7. E siamo arrivato all’ultimo colpo di scena (in ordine di tempo… l’ultima parola non è stata detto ancora) nella Quattordicesima Udienza del processo vaticano contro il Cardinal Becciu, che ha asfaltato l’intemerata del Cardinale George Pell, che per anni ha insistito nell’accusarlo di aver spedito denari dell’Obolo di San Pietro in Australia per convincere due testimoni a dire il falso e a far condannare il porporato di Sidney. I 2 milioni e 300mila dollari AUD furono versati sì, conferma il Cardinal Becciu, ma per dotare la Chiesa locale di un sito internet. Il Cardinale Pell approvò il progetto e l’allora Sostituto Becciu diede le istruzioni per effettuare il bonifico.

In conclusione, che qualcosa non quadra in tutta la questione è il minimo che si possa dire. Come per dire 2+2=5.

Secondo le dichiarazioni istituzionali, la condotta nel trasferimento dei fondi dallo Stato della Città del Vaticano nel Commonwealth dell’Australia non sarebbe stata criminale, ma non è stato nemmeno trasparente. Ed opaca rimane.

Se un ordine è in contrasto con la legalità, di per sé è un ordine illegittimo. Se un ordine è illegittimo, l’ordine non va rispettato. Non vuol dire che è illegittimo il soggetto che ha impartito l’ordine e quindi non lo è neanche il soggetto che ha eseguito l’ordine. Questo è un fatto.

Un altro fatto è, che la motivazione di questi bonifici (dichiarati legittimi) sta diventando una barzelletta. Infatti, fanno ridere le giustificazioni: prima sarebbero servito per pagare gli accusatori contro Pell di abusi sessuali, facendo riferimento alle dichiarazioni di Mons. Alberto Perlasca, che invece aveva detto il contrario, ovvero che 700 mila euro sarebbero servito per pagare la difesa di Pell. Oggi, cosa che fa ancora più ridere, i bonifici sarebbero servito per finanziare un dominio internet (.catholic).
Di sicuro il tutto è insolito, per non dire davvero inverosimile. Ripetiamo: sappiamo da dove sono partiti e dove sono arrivati i soldi, ma non abbiamo (ancora) prove certe dove sono finiti. Scriviamo dall’Australian Gate dal 20 ottobre 2020. Da tempo abbiamo formulato l’ipotesi che tutto riporta agli abusi sessuali, ma il caso Pell non c’entra (le accuse a suo carico erano palesemente infondate, tecnicamente impossibile, come abbiamo sostenuto dal principio, e infatti, alla fine è stato prosciolto). Invece, abbiamo puntato all’ipotesi che si è trattato di risarcimenti alle vittime degli abusi sessuali del clero australiano.
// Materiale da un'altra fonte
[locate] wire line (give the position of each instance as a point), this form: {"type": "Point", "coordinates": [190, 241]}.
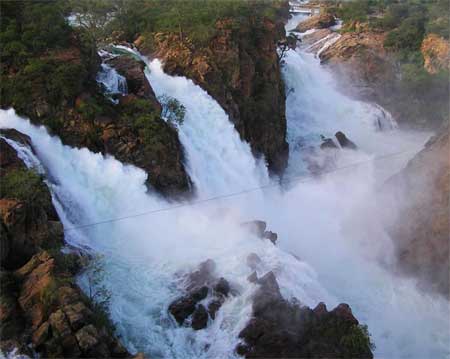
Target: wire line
{"type": "Point", "coordinates": [236, 194]}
Australian Gate esiste, ed è vivo e è vegeto. Continueremo ad indagare con i nostri strumenti insufficienti. Non ci fermiamo. Follow the money… seguiamo i flussi di soldi, tra ordini illegittimi e motivazioni irricevibili.

Postrema autem non minimus, sappiamo anche un secondo fatto importante. Proprio l’Uomo Nero che Veste di Bianco ha dato chiare e tassative disposizioni affinché non si continuasse ad indagare sui bonifici partiti dalla Città del Vaticano e giunti nel Commonwealth dell’Australia. E questo vorrà pur dire qualcosa (anche pensando a quanto riferito dal Cardinal Pell, ovvero che l’allora Sostituto della Segreteria di Stato Beccio fli avrebbe detto: «La destinazione dei fondi dalla Segreteria di Stato all’Australia non era affare mio, ma era nota al Santo Padre»… lapidariamente è stata rivelata la verità).